Until an unexpected development involving some astonishing technology offers the possibility of sending people back in a bid to change things. Because of limits with the capability, we can't send them back beyond January, 1939. So everything that happened before that--Hitler's coming to power; the reoccupation of the Rhineland; Czechoslovakia and Munich; the Austrian Anschluss--we're stuck with. Also, the number of people we can send is restricted to a dozen. So whom would you pick to make up such a mission, that would have the best chance of making a difference?

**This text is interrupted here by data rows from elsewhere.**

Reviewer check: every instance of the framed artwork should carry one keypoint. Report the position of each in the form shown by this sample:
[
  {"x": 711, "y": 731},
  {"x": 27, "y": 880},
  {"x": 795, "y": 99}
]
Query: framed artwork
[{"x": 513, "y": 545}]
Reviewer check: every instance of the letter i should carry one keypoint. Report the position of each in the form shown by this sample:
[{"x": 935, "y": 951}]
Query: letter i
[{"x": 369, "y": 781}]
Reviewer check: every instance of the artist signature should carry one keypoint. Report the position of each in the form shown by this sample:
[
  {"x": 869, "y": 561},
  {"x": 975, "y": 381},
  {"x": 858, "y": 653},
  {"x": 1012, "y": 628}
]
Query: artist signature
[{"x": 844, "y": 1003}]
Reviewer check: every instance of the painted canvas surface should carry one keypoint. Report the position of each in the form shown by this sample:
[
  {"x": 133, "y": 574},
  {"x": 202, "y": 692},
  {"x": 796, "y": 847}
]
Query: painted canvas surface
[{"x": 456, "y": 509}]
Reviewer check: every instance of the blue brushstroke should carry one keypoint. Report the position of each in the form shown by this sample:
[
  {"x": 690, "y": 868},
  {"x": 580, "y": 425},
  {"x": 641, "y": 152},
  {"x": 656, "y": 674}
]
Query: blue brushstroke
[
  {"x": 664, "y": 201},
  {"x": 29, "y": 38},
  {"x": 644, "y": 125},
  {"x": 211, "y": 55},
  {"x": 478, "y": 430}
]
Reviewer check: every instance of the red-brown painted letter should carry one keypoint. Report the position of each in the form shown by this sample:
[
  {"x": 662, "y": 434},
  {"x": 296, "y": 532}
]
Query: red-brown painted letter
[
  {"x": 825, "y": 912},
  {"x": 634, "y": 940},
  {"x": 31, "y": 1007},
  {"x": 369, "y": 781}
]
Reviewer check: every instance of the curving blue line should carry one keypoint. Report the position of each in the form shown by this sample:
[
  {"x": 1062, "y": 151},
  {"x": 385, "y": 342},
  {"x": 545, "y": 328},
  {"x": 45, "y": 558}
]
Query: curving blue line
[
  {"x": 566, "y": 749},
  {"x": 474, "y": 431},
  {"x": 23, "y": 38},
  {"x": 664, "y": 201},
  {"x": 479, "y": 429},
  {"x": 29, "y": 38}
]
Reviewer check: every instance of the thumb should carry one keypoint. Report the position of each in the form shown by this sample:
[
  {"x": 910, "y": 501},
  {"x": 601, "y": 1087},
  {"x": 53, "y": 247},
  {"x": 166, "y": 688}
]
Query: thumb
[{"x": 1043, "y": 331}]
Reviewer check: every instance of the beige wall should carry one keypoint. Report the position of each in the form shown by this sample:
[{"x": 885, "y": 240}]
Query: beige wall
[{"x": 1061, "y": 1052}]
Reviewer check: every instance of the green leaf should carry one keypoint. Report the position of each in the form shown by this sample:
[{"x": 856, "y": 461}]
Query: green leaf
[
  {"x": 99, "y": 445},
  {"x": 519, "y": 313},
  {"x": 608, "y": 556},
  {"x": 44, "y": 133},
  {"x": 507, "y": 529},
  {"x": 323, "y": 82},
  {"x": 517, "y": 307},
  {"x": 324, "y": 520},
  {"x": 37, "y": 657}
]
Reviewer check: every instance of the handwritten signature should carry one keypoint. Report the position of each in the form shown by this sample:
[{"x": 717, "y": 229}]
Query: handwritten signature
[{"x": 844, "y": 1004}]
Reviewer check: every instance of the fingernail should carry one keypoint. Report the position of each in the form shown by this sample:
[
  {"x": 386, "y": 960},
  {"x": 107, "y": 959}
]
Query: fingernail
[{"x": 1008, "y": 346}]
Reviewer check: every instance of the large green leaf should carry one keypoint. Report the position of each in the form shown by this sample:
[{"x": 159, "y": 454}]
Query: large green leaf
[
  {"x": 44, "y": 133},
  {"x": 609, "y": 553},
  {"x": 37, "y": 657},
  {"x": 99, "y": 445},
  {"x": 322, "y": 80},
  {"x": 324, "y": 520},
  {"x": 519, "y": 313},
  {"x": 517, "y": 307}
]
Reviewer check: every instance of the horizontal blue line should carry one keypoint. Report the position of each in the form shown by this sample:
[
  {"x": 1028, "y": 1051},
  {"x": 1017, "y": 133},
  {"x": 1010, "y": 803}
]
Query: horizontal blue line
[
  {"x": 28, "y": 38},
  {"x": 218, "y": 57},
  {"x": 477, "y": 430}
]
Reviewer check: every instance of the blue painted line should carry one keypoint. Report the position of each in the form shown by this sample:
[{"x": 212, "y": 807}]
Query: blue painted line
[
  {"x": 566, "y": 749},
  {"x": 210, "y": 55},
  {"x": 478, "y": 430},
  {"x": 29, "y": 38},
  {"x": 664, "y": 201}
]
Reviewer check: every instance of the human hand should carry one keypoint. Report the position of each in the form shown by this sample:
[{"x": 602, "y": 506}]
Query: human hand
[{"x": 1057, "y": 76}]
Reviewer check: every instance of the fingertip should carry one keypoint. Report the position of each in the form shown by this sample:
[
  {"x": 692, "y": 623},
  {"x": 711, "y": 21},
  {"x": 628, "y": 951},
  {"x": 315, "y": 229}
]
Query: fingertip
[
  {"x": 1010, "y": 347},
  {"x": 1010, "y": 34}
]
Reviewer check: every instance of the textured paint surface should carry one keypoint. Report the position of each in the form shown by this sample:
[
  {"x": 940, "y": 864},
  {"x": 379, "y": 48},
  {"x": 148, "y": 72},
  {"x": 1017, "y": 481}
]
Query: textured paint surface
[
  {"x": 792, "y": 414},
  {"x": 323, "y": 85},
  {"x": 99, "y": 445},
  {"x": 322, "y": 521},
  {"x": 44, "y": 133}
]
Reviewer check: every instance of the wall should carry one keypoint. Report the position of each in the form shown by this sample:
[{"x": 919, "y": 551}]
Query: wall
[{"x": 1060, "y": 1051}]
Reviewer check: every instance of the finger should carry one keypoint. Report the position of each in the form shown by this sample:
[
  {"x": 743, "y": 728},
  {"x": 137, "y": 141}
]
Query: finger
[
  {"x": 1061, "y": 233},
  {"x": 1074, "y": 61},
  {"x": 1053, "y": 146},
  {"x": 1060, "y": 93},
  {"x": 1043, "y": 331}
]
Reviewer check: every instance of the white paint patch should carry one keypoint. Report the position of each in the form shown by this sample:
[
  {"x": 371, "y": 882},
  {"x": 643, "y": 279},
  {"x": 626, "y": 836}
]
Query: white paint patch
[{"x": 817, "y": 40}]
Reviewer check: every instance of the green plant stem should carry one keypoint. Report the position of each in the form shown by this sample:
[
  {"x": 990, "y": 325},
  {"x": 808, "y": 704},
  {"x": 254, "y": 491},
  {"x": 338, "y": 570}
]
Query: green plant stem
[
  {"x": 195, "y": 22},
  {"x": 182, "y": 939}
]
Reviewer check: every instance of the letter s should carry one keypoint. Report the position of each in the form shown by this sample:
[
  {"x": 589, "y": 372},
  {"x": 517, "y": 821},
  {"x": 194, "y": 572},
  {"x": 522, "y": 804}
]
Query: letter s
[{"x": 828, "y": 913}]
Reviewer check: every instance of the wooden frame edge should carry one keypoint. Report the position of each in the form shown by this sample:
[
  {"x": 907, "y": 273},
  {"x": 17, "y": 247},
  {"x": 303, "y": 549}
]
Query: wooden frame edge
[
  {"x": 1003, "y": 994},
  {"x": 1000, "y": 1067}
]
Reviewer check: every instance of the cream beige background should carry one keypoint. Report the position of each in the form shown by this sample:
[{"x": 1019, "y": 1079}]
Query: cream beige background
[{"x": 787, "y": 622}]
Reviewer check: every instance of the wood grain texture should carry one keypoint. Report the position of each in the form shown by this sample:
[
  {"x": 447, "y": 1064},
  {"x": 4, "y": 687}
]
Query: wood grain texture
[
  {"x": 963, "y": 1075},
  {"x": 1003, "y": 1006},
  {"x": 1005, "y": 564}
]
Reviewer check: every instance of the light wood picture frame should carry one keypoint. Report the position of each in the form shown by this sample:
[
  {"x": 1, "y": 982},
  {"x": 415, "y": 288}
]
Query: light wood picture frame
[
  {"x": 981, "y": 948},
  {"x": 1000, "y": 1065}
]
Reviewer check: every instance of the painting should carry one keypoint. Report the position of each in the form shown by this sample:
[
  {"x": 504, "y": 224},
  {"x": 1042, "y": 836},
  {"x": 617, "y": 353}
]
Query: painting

Well, the team that we put together ends up engineering Chamberlain's fall in order for Churchill to be made the British prime minister (an ineffective has-been politician in the original world, practically unheard of), and it was his performance that inspired Roosevelt to run for a third term, which in turn resulted in lend-lease, the avoiding of Britain's collapse, and the history that we've all read steadily emerging out of all of it. Naturally things go disastrously wrong before this outcome materializes, but the day is saved by our time travelers' getting involved with some of the names made famous by the Manhattan Project (which began as a cover program for what was really going on).

Churchill, Roosevelt, Lindemann, Einstein, Teller, Fermi, Szilard, Wigner, and other well known names from that era appear as themselves, which made the research for the book extremely interesting. Another demand that I hadn't anticipated fully enough was getting the background to the period right. Unlike writing about mythical cultures or invented planets, this was the first time I'd written about a world different from the one I've experienced, but real. It's not the major events and personalities that catch you out--they're all well documented--so much as the day-to-day details and trivia. I owed a lot to the staff of the public library of Sonora, California, where I was living at the time I wrote it, who produced piles of documents from that period which I'd never have come across otherwise. I also came out of the experience with a greatly increased respect for historical novelists--at least, the ones who make the effort to get their facts right.